Just so I understand, then, the "conversion" you speak of was to take the current x86asm Spin/PASM compiler and convert it to C or C++ so that it would be natively compatible with the GCC toolchain? And what you're suggesting now, until that work is complete, is a viable workaround, correct? Is there any plan to include a linking loader that can bring together compiled object modules from disparate sources and produce a single executable binary? Or would each module's code have to end up in its own cog, as your "workaround" description suggests. IOW, will there be any universal hooks to allow a C program to call a Spin method and vice-versa? Or would such a coupling be considered a crime against nature?
Phil,
Yes, the conversion I am talking about is the x86 spin/pasm compiler conversion into C++. The code could be linked directly into the toolchain as needed.
I imagined it being something that would compile the spin file and include it in the binary along with the C/C++ code. The main problem to resolve is how to handle the spin bytecode. Do we convert it to some C LMM code, or launch it in a separate cog? I'd be inclined to convert it, but that is another significant piece of work (that may or may not be already partially done in a usable form). It would be nice to "expose" spin functions as if they were extern C functions and the "global vars" as globals in the C/C++ side too. Some thinking needs to be done on the details, but my ideal situation is taking a spin file from obex as is and "linking" it in with the C/C++ code and being able to call the spin functions and access the vars directly.
Including SPIN byte-codes in a VM or translation to SPIN LMM both seem to be attractive solutions to SPIN integration issues. I'm sure Ross would have an opinion on all this.
The first gives a faster path, the second gives easier same COG inter-operability (think P2 also) and better performance. It would not be too hard to create include files from the SPIN objects, but associating a C call with a SPIN method library might be more difficult for a modified SPIN byte-code VM.
It should be made clear that the current requirements do not include any C and SPIN bytecode machine inter-operability. The only thing we have planned for from SPIN is a PASM blob that can be started with cognew like is widely done today.
If Parallax wants the feature for running SPIN programs with propgcc, that must be planned. It is not in any plan at the moment. We will most likely finish the current plan first.
I think Catalina has already solved this the best way possible.

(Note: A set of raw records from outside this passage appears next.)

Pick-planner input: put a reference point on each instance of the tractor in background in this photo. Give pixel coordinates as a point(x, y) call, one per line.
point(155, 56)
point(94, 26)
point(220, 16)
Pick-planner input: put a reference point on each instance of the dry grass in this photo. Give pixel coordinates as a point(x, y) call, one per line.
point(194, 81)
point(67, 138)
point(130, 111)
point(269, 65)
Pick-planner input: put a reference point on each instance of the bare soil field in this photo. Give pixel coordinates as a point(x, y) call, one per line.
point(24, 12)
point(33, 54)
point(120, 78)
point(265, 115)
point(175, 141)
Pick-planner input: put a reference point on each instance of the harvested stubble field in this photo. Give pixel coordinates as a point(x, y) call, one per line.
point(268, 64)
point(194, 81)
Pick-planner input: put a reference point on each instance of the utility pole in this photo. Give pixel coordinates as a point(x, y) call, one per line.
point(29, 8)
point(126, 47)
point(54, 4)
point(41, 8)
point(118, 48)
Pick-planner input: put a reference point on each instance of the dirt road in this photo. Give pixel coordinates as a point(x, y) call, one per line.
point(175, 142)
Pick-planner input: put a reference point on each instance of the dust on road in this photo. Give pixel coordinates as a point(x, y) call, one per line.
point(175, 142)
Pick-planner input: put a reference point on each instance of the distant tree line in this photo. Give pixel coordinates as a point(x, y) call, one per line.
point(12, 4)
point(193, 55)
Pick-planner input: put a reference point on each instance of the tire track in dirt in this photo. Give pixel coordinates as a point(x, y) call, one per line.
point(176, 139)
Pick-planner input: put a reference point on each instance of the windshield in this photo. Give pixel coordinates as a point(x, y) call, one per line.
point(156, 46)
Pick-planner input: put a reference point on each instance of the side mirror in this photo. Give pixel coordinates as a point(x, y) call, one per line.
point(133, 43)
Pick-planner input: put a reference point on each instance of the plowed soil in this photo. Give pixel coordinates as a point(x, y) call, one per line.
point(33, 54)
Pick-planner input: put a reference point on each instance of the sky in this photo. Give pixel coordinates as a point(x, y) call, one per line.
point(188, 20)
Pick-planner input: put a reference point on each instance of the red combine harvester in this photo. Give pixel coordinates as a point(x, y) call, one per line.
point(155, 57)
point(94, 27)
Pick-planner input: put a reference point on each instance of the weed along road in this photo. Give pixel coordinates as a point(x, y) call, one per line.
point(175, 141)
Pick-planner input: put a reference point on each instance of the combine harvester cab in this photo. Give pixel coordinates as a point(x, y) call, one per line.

You are welcome to use that solution (especially as it is loosely based on your original spinc utility)
- COG usage, i.e. writing applications that load COG's with device drivers, etc. that are written in the new compiler, or possibly imported as binaries from other sources,or even using SPIN source.

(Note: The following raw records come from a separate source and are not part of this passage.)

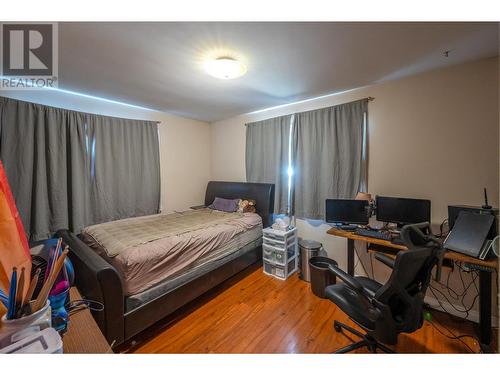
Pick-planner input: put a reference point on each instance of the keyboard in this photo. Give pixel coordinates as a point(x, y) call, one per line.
point(373, 234)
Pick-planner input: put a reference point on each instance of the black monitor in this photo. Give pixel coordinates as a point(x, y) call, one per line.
point(347, 211)
point(403, 210)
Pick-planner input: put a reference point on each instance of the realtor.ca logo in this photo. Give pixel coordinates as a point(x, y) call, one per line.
point(28, 56)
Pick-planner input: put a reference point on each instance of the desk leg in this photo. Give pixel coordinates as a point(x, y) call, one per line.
point(350, 257)
point(485, 310)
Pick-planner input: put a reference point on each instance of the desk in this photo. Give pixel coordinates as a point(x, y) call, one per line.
point(485, 268)
point(83, 336)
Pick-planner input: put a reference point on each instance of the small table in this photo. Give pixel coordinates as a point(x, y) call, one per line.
point(485, 268)
point(84, 335)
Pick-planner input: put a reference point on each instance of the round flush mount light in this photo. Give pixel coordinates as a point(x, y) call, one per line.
point(225, 68)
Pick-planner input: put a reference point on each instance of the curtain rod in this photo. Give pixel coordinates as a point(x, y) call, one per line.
point(368, 98)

As far as I know nothing about the direction has changed since the decision was made to focus exclusively on the current Propeller several weeks ago.
The post you refer to was my own independent initiative. It was not sanctioned by Parallax or anyone else on the team. The only a answer to that initiative that I've heard so far from others is that I should never post anything like that again without talking to the principals. I submit to that guidance.

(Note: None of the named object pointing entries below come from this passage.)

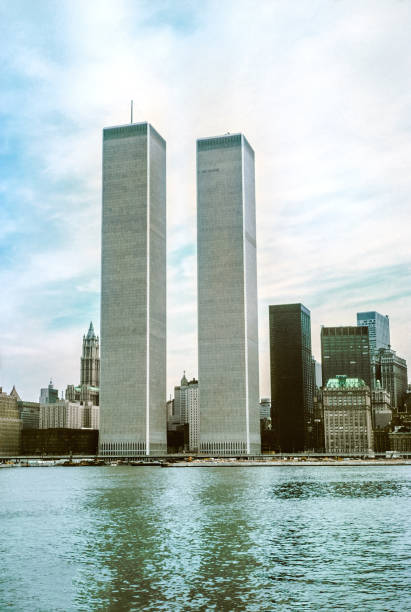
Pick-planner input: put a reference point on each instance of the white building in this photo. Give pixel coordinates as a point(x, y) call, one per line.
point(227, 296)
point(69, 415)
point(192, 415)
point(133, 292)
point(347, 416)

I will take more time to respond to your areas of interest later. I didn't want you to feel ignored.
Previously reported progress is based on models that may not necessarily be kept in the end product.
As mentioned a few times now, future status will be posted on a forum blog.
Still, I will entertain reasonable questions where I have solid answers here.
The post you refer to was my own independent initiative. It was not sanctioned by Parallax or anyone else on the team. The only a answer to that initiative that I've heard so far from others is that I should never post anything like that again without talking to the principals. I submit to that guidance.
Hi jazzed,
Does that mean I should not expect either you or Parallax to respond any further to the suggestions you raised in that thread? I wish you guys would sort yourselves out a bit - I'm having a hard tiome keeping up with all the chopping and changing.
Does that mean I should not expect either you or Parallax to respond any further to the suggestions you raised in that thread? I wish you guys would sort yourselves out a bit - I'm having a hard tiome keeping up with all the chopping and changing.
Ross, Parallax may have something to say about it later.
I will answer some questions, but I will not respond to any shade of provocation.
Hi Jazzed,
Ok - without meaning to be provocative, I guess I'm just having a hard time understanding how the GCC team and Parallax actually interact. I must admit I have lost track of who is actually on the GCC team - but don't some members of the team actually work for Parallax?
Are you able to tell us who is on the 'Team' and what their primary roles are?
We have regular forum contributors and some GCC core contractors.
I am very proud of the team, but their participation is their business.
The contributors can volunteer that information if they like.
I'm one of the members of the GCC team. My main responsibility is the P2 simulator. However, that activity is on hold right now, and I've been writing small test programs to check out the compiler. I work as a volunteer, and do about 8 hours a week on the project.
Chip has FPGA prototypes. Masked P2 silicon does not exist. Parallax can update the schedule.
The simulator is based on instructions as of June 22. Some key instructions have changed since then.
Chip has FPGA prototypes. Masked P2 silicon does not exist. Parallax can update the schedule.
The simulator is based on instructions as of June 22. Some key instructions have changed since then.
Thanks, I was just curious as to how you were pushing on with a simulator with no hardware to speak of.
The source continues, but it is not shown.